Berdasarkan data perdagangan, harga batu bara Newcastle untuk kontrak Agustus 2026 tercatat stabil di level US$ 131,25 per ton. Sementara itu, kontrak September 2026 naik US$ 0,8 menjadi US$ 139,5 per ton, dan kontrak Oktober 2026 melonjak US$ 2 ke level US$ 141 per ton.

Pergerakan serupa juga terlihat pada harga batu bara Rotterdam. Kontrak Agustus 2026 meningkat US$ 0,4 menjadi US$ 124,6 per ton. Lebih lanjut, kontrak September 2026 melejit US$ 2,75 menjadi US$ 129,75 per ton, diikuti oleh kontrak Oktober 2026 yang melesat US$ 2,95 ke posisi US$ 129,75 per ton.

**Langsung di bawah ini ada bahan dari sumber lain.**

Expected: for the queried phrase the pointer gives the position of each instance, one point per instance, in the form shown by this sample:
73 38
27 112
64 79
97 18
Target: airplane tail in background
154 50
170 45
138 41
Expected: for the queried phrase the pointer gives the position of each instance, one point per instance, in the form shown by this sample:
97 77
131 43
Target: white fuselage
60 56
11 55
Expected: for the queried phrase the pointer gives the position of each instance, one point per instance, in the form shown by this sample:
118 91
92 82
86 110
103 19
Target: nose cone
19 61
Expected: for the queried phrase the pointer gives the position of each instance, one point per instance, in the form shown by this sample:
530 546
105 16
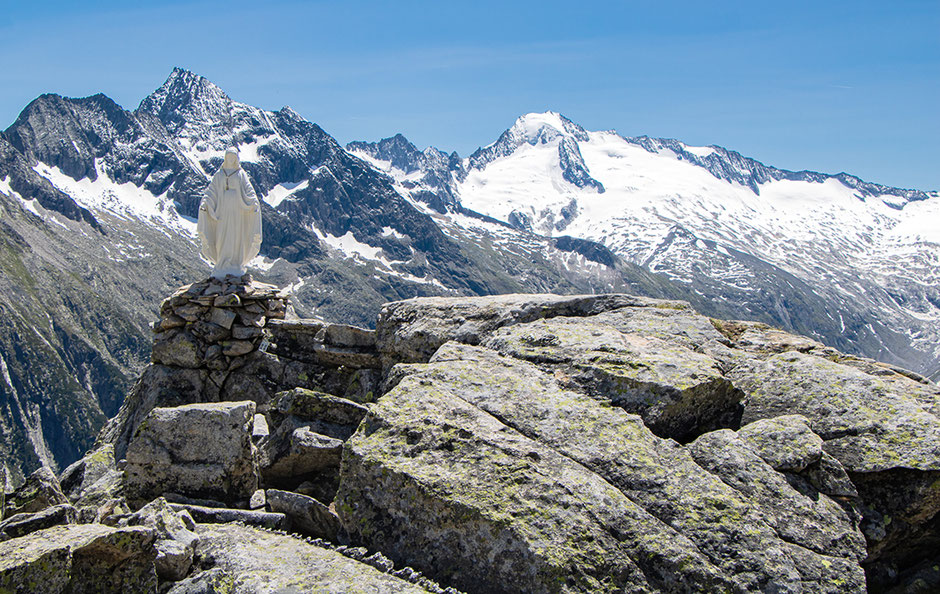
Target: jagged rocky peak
187 97
397 150
543 127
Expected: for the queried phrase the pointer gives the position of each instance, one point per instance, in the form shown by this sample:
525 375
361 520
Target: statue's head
231 159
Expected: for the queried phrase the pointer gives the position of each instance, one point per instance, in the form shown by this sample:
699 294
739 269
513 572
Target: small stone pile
216 322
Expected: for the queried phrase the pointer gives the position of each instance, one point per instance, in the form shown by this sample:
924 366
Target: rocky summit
512 443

Krisis stok batu bara di India semakin nyata. Sebanyak 45 pembangkit listrik berbahan bakar batu bara di negara tersebut kini beroperasi dengan persediaan yang berada pada level kritis. Kondisi ini diperparah oleh lonjakan permintaan listrik di tengah pasokan batu bara yang terganggu oleh hujan monsun.

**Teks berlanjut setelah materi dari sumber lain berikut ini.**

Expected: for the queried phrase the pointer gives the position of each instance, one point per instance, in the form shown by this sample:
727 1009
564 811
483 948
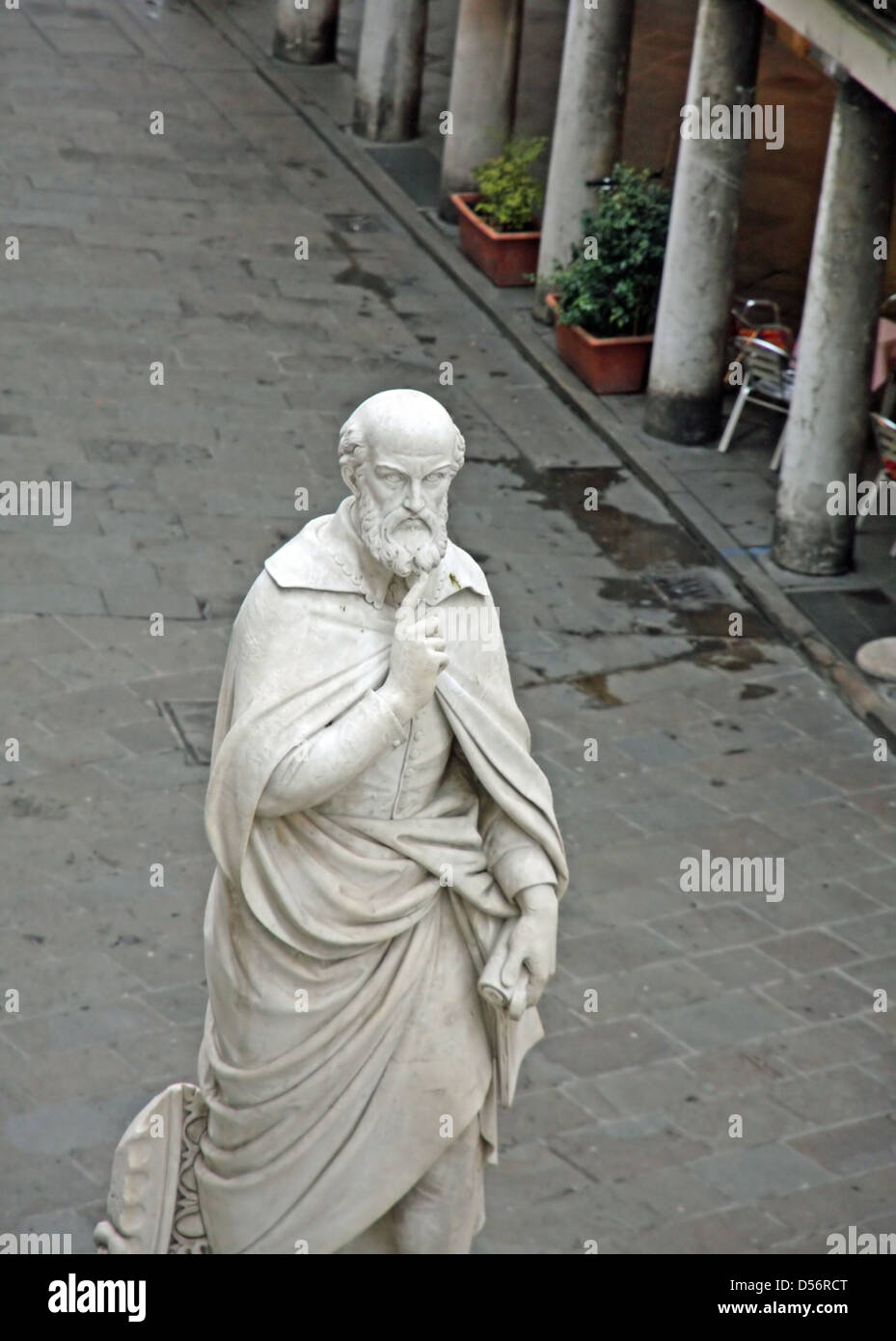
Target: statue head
398 453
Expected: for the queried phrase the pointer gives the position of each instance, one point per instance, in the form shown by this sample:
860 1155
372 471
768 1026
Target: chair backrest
885 440
765 362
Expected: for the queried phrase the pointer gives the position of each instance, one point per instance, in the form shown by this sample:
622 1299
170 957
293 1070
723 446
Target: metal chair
884 430
768 380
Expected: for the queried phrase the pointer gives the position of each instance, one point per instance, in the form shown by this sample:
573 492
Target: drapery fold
336 953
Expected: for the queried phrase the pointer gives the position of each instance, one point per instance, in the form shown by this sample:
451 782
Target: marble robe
345 932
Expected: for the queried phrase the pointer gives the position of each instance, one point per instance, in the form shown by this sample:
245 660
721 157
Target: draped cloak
322 929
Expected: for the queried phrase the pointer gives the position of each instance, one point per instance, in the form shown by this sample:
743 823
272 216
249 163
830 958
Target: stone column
483 90
828 423
306 37
587 129
687 367
390 78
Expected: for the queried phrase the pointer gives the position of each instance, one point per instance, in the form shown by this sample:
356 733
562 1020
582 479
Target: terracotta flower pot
505 258
616 364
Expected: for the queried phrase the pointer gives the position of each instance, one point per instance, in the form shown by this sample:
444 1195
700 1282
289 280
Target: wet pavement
668 725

Data dari Central Electricity Authority (CEA) menunjukkan bahwa 45 pembangkit tersebut memiliki stok di bawah 25% dari kebutuhan ideal, atau persediaan yang tidak cukup untuk memenuhi kebutuhan pembangkitan selama tiga hari berturut-turut. Jumlah ini meningkat signifikan dari 31 unit yang dilaporkan pada akhir Juli lalu.

Hambatan pasokan dan distribusi batu bara dari wilayah produksi menuju pembangkit listrik akibat gangguan musim monsun telah mendorong harga batu bara domestik India naik pada pekan ini. Konsultan komoditas BigMint menyatakan bahwa “Pembangkit listrik termal India menguras persediaan batu bara secara tajam selama 23 hari pertama Agustus karena konsumsi batu bara terus melampaui pasokan.”

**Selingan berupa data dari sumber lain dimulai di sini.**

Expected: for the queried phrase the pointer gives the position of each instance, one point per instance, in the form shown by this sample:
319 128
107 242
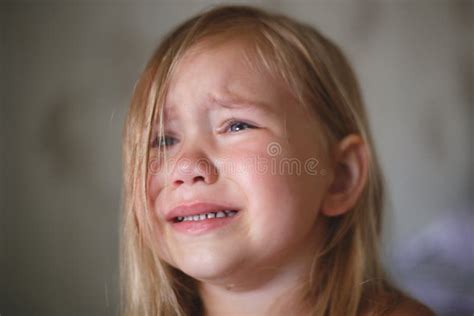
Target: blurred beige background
67 73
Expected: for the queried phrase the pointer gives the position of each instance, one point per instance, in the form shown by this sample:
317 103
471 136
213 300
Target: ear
349 175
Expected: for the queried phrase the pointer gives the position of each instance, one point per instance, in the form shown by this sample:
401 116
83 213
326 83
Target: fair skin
266 251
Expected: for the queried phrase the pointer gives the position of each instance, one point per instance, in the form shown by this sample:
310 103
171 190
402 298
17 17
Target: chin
210 267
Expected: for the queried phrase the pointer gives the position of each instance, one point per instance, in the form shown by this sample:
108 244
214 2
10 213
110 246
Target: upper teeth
199 217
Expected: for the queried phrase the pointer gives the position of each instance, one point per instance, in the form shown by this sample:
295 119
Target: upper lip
195 208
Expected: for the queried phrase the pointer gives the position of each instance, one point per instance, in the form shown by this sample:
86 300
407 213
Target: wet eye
163 141
236 126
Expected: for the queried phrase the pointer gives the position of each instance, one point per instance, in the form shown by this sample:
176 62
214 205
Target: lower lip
203 226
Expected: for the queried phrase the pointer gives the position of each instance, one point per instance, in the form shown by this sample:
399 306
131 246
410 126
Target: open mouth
205 216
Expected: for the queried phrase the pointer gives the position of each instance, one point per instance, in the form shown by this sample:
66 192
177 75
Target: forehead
222 73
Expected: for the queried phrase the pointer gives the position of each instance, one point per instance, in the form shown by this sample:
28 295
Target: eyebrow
232 101
227 101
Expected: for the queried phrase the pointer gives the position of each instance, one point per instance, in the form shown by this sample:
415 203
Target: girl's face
236 137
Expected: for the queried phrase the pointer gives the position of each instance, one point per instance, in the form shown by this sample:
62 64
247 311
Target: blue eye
236 126
164 141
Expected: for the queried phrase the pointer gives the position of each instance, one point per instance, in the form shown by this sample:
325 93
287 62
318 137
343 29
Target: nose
193 166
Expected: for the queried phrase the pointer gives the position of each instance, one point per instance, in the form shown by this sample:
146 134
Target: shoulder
410 307
394 303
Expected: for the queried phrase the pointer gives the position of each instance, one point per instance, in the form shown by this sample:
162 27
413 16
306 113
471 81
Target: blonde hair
321 79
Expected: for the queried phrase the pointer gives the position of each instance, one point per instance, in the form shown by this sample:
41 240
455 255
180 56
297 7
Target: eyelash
229 124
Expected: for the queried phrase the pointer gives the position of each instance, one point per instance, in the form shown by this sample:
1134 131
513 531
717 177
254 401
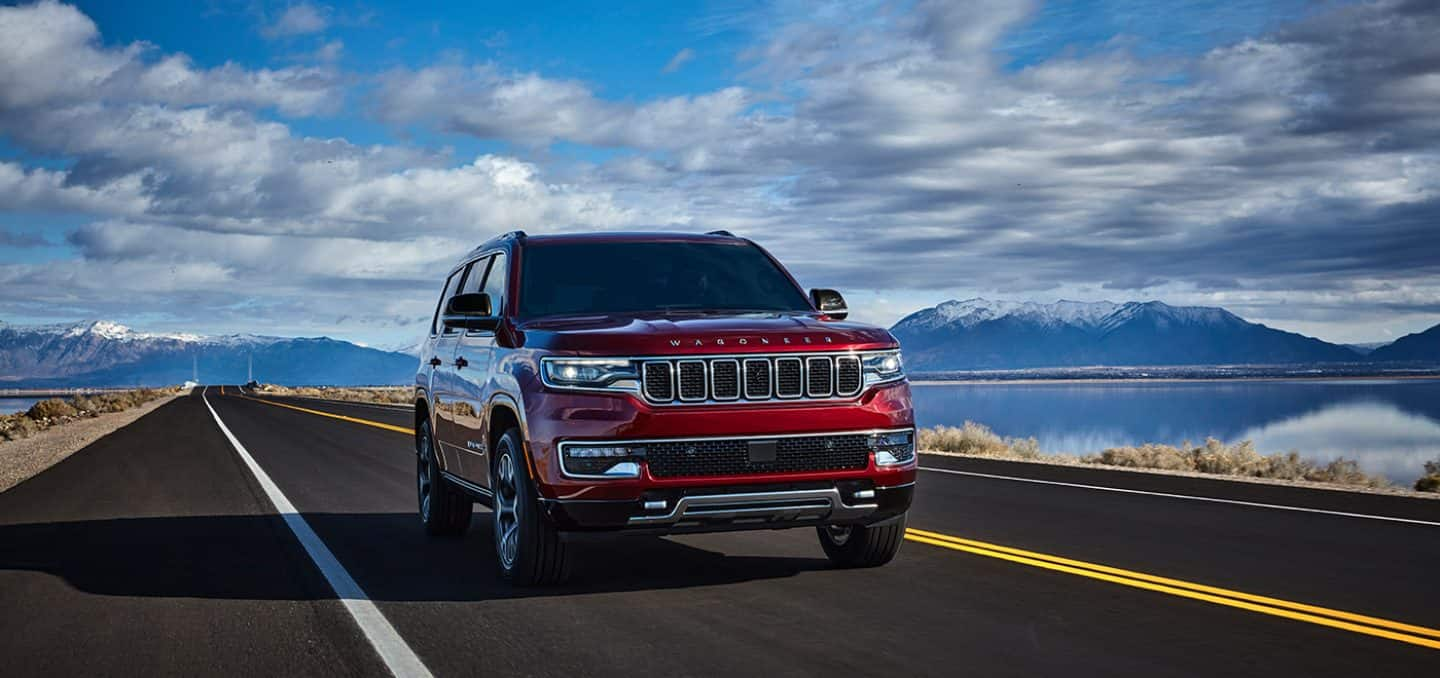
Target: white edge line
393 651
1184 497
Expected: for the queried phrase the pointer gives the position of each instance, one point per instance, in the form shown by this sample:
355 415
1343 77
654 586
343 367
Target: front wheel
527 546
861 546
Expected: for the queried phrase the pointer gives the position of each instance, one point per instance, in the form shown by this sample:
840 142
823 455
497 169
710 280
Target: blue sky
255 166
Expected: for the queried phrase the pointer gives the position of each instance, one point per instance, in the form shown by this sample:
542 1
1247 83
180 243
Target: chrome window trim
831 392
769 380
704 380
739 376
670 366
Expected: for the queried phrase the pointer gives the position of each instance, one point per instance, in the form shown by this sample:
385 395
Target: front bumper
555 418
738 507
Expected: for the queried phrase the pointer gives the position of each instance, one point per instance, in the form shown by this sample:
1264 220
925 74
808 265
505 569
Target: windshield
637 277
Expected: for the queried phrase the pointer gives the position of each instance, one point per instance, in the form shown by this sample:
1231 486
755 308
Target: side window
493 282
477 275
496 284
451 285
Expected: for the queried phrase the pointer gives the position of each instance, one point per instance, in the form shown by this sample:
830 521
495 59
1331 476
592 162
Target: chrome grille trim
670 380
820 367
841 374
758 377
779 367
714 382
769 379
680 380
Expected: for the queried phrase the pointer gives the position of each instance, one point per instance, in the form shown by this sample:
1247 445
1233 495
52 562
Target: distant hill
102 353
1411 347
1365 349
982 334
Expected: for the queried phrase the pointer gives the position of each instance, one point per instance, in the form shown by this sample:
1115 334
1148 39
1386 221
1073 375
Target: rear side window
451 285
496 284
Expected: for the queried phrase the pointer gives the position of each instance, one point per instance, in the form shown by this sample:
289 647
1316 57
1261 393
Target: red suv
655 383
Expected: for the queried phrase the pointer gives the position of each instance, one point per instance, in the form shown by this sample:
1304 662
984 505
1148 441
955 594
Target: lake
12 405
1388 426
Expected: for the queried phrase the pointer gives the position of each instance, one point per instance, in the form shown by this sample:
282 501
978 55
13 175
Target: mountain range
982 334
972 334
102 353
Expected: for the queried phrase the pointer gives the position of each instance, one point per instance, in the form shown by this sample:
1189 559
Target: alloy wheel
507 511
424 472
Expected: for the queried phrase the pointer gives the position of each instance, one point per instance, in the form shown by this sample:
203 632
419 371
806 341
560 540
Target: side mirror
470 311
830 303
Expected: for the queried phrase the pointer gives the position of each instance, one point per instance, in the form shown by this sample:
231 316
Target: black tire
863 546
537 554
444 507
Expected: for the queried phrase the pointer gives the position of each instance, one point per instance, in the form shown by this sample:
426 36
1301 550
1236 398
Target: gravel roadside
20 459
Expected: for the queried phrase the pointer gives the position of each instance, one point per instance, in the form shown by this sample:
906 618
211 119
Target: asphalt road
156 552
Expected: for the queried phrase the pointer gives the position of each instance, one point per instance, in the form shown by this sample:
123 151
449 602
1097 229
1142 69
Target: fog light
893 448
601 461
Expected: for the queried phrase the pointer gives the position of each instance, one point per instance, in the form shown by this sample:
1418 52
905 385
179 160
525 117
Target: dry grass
383 395
1430 482
1214 457
55 412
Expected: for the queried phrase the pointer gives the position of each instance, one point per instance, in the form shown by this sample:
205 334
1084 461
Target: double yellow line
1250 602
1273 606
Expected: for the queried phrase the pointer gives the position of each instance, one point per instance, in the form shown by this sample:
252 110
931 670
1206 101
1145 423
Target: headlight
882 366
589 373
893 448
601 461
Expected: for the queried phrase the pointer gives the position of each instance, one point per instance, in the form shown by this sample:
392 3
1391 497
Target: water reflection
1390 426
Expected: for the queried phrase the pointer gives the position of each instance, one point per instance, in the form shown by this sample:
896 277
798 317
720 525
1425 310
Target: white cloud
678 61
893 154
297 20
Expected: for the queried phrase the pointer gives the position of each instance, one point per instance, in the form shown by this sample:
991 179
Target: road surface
159 552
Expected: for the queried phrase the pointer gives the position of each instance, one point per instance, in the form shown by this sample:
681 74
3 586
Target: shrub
18 426
51 409
968 439
1148 455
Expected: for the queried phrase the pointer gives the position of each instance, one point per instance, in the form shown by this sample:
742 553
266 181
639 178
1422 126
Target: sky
313 169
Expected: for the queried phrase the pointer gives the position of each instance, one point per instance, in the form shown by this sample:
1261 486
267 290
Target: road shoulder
22 459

Persediaan batu bara di pembangkit listrik India dilaporkan turun 15,5% selama periode 1-23 Agustus. Penurunan ini terjadi karena penerimaan pasokan batu bara yang lebih lambat dibandingkan tingkat konsumsi.

Di sisi lain, musim monsun di India juga diwarnai oleh fenomena El Nino, yang menyebabkan suhu udara lebih panas dari biasanya. Peningkatan suhu ini mendorong penggunaan pendingin udara secara masif, sehingga meningkatkan permintaan listrik secara keseluruhan.

Seorang pejabat dari NTPC, produsen listrik termal terbesar di India, mengungkapkan bahwa “Musim monsun yang tidak merata telah mendorong permintaan listrik, terutama untuk pendingin udara. Namun, pasokan batu bara berjalan sangat terbatas.” Ia menambahkan bahwa sejumlah pembangkit membutuhkan lima hingga enam rangkaian kereta pengangkut batu bara, tetapi hanya menerima sekitar setengah dari kebutuhan tersebut.

Meningkatnya kebutuhan listrik untuk pendinginan ini membuat India semakin bergantung pada pembangkit listrik berbahan bakar batu bara. Kementerian Listrik India bahkan telah meminta sejumlah pembangkit untuk menunda jadwal pemeliharaan rutin hingga persoalan pasokan batu bara dapat teratasi.

Situasi ini berpotensi menjaga permintaan batu bara tetap tinggi dalam jangka pendek, terutama selama pasokan domestik India masih terganggu dan kebutuhan listrik akibat suhu panas terus meningkat.